This describes how string functions are optimized on x64 and tradeoffs taken.
There are two common usage patterns. First is filename handling(or dictionary of words). Second is split file into lines and handle them separately. In both cases strings encountered are small. Headers below exploit these statistical properties.
String functions generally scan string and do something. They share much structure. When distribution of strings is taken into account I found templates below most effective.
Templates can be compiled with gcc -S and then fill in logic into assembly.
Basic loop
if (((unsigned long)s) & 4095 <4096-64) /* This is tight bound as we align string to 16 bytes. */ { // Test first 16 unaligned bytes. s += 16; s = ALIGN_DOWN (s, 16); finish: // Test 64 aligned bytes. } else { s = ALIGN_DOWN (s, 64); // Test 64 aligned bytes and use mask for bytes before start. } s = ALIGN_DOWN (s, 64); while (1) { s += 64; // Do quick test that assumes match is unlikely. if (test) goto finish; }
Basic loop with limit
For strn* functions handling end condition can be tricky.

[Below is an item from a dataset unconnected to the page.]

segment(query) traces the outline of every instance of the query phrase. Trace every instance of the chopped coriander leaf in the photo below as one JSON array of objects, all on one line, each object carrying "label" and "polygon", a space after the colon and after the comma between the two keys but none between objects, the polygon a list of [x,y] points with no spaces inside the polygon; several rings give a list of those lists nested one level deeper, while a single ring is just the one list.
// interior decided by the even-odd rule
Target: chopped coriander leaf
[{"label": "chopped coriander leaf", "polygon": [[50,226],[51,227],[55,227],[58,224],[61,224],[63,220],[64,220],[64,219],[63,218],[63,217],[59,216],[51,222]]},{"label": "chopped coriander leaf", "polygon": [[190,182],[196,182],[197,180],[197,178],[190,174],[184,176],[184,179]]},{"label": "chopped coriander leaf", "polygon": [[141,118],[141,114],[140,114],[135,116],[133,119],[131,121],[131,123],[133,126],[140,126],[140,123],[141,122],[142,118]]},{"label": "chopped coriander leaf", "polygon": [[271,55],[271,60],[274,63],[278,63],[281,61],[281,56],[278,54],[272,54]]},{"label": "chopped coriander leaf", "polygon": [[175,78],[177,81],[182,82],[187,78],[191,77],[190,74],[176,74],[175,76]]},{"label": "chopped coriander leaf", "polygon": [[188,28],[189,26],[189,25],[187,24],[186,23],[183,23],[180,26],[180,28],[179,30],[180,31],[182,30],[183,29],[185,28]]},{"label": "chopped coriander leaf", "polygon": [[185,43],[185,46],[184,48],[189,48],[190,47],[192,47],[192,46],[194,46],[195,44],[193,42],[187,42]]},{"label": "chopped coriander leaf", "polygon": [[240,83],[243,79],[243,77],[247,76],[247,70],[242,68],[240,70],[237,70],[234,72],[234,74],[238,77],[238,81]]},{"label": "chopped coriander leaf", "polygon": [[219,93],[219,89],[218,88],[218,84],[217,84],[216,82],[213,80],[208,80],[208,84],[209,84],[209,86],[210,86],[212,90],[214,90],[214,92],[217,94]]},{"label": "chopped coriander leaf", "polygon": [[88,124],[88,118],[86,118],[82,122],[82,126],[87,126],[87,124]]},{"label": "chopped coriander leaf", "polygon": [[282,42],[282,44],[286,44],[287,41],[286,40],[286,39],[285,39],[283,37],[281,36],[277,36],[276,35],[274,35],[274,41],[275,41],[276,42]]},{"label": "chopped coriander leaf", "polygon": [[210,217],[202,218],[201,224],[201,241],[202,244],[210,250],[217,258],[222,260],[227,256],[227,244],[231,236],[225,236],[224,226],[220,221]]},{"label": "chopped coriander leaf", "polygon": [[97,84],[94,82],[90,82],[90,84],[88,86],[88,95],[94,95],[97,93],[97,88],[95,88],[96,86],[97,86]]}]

Following code is mainly designed to minimize difference from non-n version. Second priority is small overhead on expected path.
if (n >= 80 && (((unsigned long)s) & 4095 < 4096 - 64)) { // Test first 16 unaligned bytes. s += 16; s = ALIGN_DOWN (s, 16); // Test 64 aligned bytes. } else { s = ALIGN_DOWN (s, 64); finish: if (n == 0) return // Special case when we do not read anything. // Test 64 aligned bytes and use mask for bytes before start. // Include test for end condition. } s = ALIGN_DOWN (s, 64); char *end = s + n - 1; // We need -1 not to read past page boundary. if (end < s) end = 0; // Needed to handle strnfoo(s,SIZE_MAX) and similar. char *end_aligned = ALIGN_DOWN (end, 64); while (1) { s += 64 if (s == end_aligned) goto finish; // Do quick test that assumes match is unlikely. if (test) goto finish; }
Comments
Unaligned loads - on older architectures slow but faster than alternatives. This applies only for first 16 bytes where we minimize latency.
Prefetching - It helps for big strings but most loops that I considered do more harm than good by unnecessary prefetch and slower running time for shorter strings. As shorter strings are more likely I decided not use it. (A possible way is enable it only by optimizer based on profile feedback.)
Specific functions
memset
See http://kam.mff.cuni.cz/~ondra/benchmark_string/memset_profile/results/result.html for memset characteristic.
This charecteristic suggests that primary use of memset is in calloc/malloc+memset.
These informations give us following optimization: As in memset on my load both dest and dest+n are almost always 8-byte aligned and 16-byte aligned in 83.01% of cases we can use it.
If machine allows unaligned loads then using them will not in common case incur additional runtime cost.
For machines without unaligned loads we first check if ((int)dest|n) is multiple of 8 and then we can use 8-byte loads.